Winkler Prins Encyclopedie

E. de Bruyne, G.B.J. Hiltermann en H.R. Hoetink (1947)

Gepubliceerd op 17-10-2024

SOGDISCH

betekenis & definitie

Oostiraans idioom, omstreeks het begin onzer tijdrekening verbreid over Transoxanië, Ferghana en het Tarimbekken, dat sinds de invoering van het Perzisch als schrijftaal (sedert de Sassaniedentijd), evenals de taal van Chwârizm (Chiwa), op het Pamirdialect van het Jaghnobi na, verdwenen is.

Het Sogdisch is eerst sinds het begin onzer eeuw, door de in Oost-Turkestan en aan de bovenloop van de Zarafsjân (in Tadjikistân) gevonden handschriften, bekend geworden en ontcijferd.
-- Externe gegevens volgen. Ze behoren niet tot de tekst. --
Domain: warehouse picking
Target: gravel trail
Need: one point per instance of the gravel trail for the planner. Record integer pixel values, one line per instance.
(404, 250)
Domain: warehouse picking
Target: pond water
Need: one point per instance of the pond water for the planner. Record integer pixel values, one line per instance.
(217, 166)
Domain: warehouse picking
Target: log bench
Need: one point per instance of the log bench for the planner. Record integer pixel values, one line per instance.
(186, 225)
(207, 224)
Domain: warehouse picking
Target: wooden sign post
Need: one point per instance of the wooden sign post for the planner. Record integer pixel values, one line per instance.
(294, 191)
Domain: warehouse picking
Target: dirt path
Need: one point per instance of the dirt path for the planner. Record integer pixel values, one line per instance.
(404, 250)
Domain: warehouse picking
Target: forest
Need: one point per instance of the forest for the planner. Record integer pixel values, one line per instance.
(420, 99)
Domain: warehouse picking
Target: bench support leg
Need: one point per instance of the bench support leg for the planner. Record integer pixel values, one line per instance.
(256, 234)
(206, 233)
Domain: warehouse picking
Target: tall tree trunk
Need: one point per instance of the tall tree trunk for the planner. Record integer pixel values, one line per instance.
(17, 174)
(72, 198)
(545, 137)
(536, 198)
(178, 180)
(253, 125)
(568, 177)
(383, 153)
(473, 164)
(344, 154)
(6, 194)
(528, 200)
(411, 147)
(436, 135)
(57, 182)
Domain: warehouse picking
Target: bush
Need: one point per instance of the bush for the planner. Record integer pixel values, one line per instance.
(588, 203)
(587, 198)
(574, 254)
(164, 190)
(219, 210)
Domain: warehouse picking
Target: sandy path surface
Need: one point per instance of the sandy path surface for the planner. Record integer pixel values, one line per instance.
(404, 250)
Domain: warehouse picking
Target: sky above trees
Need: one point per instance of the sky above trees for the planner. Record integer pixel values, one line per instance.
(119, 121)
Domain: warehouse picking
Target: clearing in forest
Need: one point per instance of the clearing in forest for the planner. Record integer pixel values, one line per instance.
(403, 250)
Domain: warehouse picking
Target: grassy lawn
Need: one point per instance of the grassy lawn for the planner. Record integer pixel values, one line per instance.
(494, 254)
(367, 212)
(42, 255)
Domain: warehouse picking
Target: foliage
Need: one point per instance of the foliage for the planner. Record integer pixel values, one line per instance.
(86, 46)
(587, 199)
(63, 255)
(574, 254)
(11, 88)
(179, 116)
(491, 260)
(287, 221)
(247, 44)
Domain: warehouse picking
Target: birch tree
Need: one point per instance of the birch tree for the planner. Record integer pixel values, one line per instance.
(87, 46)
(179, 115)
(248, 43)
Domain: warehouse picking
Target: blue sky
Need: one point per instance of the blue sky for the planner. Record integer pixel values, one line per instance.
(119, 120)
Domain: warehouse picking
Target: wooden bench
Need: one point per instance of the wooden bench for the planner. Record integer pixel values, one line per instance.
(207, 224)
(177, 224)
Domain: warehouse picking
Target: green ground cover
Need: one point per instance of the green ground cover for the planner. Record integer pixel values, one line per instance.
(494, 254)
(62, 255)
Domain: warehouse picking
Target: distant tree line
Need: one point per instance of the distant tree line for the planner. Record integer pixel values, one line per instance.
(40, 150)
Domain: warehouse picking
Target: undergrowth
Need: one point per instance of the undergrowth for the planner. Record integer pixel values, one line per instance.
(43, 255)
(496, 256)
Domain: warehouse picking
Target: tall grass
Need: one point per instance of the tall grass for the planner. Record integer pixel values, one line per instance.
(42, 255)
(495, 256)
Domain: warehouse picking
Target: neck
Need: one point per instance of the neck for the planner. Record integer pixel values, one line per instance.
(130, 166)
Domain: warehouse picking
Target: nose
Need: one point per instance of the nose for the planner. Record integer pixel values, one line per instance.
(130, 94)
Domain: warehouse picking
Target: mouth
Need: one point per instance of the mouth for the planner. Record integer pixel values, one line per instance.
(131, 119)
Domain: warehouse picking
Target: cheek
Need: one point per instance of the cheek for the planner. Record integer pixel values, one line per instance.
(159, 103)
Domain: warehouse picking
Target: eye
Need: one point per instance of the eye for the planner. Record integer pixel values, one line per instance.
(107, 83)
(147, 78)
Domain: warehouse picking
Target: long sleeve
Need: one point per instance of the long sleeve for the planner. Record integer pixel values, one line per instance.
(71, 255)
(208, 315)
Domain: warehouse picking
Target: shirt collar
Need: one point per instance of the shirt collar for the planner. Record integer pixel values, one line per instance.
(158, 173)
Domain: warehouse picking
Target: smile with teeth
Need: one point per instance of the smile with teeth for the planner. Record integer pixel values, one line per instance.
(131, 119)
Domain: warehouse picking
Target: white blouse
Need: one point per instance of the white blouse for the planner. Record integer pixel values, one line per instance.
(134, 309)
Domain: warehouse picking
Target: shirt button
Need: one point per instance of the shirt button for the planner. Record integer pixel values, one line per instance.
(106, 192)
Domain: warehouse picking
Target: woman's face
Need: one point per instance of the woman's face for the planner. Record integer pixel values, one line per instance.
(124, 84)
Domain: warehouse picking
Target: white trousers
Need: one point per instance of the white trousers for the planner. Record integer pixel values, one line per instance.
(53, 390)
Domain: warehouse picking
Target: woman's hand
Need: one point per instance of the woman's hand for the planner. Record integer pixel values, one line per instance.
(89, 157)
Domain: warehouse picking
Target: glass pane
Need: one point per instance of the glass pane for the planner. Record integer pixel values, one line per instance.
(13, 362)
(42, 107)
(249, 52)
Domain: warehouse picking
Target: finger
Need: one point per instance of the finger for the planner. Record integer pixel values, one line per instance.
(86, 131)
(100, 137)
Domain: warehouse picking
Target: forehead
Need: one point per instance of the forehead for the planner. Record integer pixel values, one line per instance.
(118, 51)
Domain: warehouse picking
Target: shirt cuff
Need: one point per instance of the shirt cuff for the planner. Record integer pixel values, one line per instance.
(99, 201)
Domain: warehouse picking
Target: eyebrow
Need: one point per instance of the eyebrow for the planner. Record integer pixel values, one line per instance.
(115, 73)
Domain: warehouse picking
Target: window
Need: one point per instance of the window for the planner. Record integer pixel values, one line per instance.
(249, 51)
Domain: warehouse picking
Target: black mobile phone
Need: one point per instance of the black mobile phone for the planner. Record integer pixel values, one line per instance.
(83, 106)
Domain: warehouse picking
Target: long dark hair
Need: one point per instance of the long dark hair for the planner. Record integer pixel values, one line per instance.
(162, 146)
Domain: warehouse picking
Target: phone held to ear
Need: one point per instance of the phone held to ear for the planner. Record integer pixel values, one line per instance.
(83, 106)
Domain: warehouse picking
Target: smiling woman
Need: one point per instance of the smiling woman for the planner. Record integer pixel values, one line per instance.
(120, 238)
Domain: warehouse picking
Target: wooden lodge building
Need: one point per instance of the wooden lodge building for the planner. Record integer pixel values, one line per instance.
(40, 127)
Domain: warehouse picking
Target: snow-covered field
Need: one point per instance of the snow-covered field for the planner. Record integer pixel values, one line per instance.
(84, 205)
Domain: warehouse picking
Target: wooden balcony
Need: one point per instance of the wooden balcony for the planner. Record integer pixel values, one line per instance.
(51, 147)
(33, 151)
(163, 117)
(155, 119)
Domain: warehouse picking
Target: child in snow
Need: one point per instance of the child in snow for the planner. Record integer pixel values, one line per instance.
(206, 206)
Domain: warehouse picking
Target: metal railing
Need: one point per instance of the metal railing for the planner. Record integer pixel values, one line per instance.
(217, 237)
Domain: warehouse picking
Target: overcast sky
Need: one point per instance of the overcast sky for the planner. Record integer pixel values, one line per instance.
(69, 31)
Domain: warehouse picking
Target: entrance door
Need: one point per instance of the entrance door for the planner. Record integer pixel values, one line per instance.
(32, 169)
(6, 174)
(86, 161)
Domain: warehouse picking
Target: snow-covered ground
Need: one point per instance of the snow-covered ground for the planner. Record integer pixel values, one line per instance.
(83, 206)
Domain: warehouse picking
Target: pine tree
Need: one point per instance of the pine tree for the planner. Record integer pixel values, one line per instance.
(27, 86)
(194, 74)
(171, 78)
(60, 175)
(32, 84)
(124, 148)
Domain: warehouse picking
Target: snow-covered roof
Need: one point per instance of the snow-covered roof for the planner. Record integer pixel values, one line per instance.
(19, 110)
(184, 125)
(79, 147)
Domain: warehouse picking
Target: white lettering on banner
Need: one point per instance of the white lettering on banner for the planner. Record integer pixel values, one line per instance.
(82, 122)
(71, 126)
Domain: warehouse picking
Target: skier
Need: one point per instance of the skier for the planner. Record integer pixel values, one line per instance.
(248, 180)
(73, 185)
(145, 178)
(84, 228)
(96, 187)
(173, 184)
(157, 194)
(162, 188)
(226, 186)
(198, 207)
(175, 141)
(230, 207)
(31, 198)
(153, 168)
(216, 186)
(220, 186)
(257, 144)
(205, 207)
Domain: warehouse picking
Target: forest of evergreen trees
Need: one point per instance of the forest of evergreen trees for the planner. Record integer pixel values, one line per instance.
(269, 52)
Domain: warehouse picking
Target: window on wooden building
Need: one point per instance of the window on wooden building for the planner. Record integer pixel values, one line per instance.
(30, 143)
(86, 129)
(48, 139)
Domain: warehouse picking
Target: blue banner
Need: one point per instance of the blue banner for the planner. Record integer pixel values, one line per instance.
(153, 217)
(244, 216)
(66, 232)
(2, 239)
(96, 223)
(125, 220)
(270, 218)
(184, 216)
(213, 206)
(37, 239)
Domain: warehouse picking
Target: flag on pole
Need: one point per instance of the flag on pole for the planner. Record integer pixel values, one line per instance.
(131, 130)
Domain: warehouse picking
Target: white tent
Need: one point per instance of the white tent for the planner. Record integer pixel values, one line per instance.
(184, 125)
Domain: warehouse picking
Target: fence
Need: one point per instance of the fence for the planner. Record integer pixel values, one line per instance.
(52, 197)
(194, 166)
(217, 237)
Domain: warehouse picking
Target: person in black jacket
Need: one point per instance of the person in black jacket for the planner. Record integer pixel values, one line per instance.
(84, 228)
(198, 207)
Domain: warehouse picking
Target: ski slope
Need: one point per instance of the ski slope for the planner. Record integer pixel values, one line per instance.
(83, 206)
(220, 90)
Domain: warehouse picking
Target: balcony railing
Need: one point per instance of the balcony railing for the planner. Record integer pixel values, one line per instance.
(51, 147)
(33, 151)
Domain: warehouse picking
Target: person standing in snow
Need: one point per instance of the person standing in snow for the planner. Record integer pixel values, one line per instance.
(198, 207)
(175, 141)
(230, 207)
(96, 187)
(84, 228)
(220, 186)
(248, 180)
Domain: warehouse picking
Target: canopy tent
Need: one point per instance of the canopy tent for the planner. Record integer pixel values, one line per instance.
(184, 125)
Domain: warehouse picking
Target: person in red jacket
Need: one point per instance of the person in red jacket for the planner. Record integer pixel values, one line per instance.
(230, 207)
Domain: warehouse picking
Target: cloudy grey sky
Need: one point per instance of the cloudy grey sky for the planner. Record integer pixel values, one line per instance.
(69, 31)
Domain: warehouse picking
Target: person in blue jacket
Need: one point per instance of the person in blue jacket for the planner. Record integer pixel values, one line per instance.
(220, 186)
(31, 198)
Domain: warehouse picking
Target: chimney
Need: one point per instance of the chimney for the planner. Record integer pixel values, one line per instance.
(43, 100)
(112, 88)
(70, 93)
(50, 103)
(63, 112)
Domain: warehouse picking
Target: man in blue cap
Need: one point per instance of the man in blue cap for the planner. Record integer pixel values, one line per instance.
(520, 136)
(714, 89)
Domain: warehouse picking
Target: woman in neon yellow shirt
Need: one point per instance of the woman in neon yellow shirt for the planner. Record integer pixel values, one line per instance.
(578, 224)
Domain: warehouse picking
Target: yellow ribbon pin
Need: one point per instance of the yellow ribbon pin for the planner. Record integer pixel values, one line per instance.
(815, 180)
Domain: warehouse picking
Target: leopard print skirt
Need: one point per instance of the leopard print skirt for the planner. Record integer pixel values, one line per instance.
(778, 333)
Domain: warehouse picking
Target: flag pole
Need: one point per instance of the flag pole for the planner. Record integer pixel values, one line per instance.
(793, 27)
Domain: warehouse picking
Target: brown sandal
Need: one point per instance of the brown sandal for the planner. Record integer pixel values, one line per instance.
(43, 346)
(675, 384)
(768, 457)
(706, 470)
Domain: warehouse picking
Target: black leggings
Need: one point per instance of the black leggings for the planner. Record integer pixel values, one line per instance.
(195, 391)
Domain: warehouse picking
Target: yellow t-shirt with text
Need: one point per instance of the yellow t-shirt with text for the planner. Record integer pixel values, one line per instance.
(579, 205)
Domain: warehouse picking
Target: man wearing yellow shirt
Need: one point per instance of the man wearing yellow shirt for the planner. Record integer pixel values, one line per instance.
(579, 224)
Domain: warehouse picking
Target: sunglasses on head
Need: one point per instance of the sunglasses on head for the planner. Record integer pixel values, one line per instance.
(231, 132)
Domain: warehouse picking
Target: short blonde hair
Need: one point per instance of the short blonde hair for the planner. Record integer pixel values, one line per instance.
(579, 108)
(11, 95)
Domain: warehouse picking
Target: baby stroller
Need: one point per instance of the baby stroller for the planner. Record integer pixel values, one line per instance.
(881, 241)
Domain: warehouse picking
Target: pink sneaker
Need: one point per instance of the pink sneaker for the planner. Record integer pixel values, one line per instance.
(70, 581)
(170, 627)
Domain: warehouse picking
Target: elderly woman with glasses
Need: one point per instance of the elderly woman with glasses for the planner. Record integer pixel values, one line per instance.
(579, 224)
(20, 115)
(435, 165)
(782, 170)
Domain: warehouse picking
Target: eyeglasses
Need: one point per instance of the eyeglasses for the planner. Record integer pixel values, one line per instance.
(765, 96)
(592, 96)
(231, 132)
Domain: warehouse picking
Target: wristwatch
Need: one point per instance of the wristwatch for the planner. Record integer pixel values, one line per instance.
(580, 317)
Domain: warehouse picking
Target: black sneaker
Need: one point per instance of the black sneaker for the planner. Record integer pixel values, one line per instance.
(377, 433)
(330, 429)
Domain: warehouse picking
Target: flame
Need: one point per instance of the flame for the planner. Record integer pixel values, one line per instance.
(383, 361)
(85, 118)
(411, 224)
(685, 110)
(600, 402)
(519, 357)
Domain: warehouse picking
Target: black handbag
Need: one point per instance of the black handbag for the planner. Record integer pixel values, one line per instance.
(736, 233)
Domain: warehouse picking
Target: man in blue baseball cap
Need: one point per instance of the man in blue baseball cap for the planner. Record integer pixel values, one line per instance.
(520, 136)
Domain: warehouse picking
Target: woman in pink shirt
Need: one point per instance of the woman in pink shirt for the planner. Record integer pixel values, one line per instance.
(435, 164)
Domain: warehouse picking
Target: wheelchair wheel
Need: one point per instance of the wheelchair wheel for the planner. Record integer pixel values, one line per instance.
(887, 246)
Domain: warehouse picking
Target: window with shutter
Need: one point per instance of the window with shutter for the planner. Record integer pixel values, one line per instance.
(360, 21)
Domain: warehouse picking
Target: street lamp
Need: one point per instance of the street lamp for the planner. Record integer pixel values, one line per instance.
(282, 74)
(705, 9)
Het schrift gaat terug op het Syrische alphabet van Manichaeïsche ductus en diende in zijn oudste vorm als voorbeeld voor het Orchon-alphabet (zie Orchon-inscripties), in zijn jongere vorm werd het door de Oeigoeren overgenomen, door dezen doorgegeven aan de Mongolen, waaraan ten slotte de Mandjoes het hebben ontleend.

Lit.: R. Gauthiot, Essai de Grammaire Sogdienne, part. I, Phonétique (Paris 1914-’23), part II, morphologie etc., d. E. Benveniste (Paris 1929); W. Henning, Sogdica (London 1940); Textes sogdiens, éd. trad. et comm. p.

E. Benveniste (Paris 1940); M. J. Dresden, Bibliographia Sogdiana concisa, in: Jaarber. v. Ex Oriente Lux VIII (1942).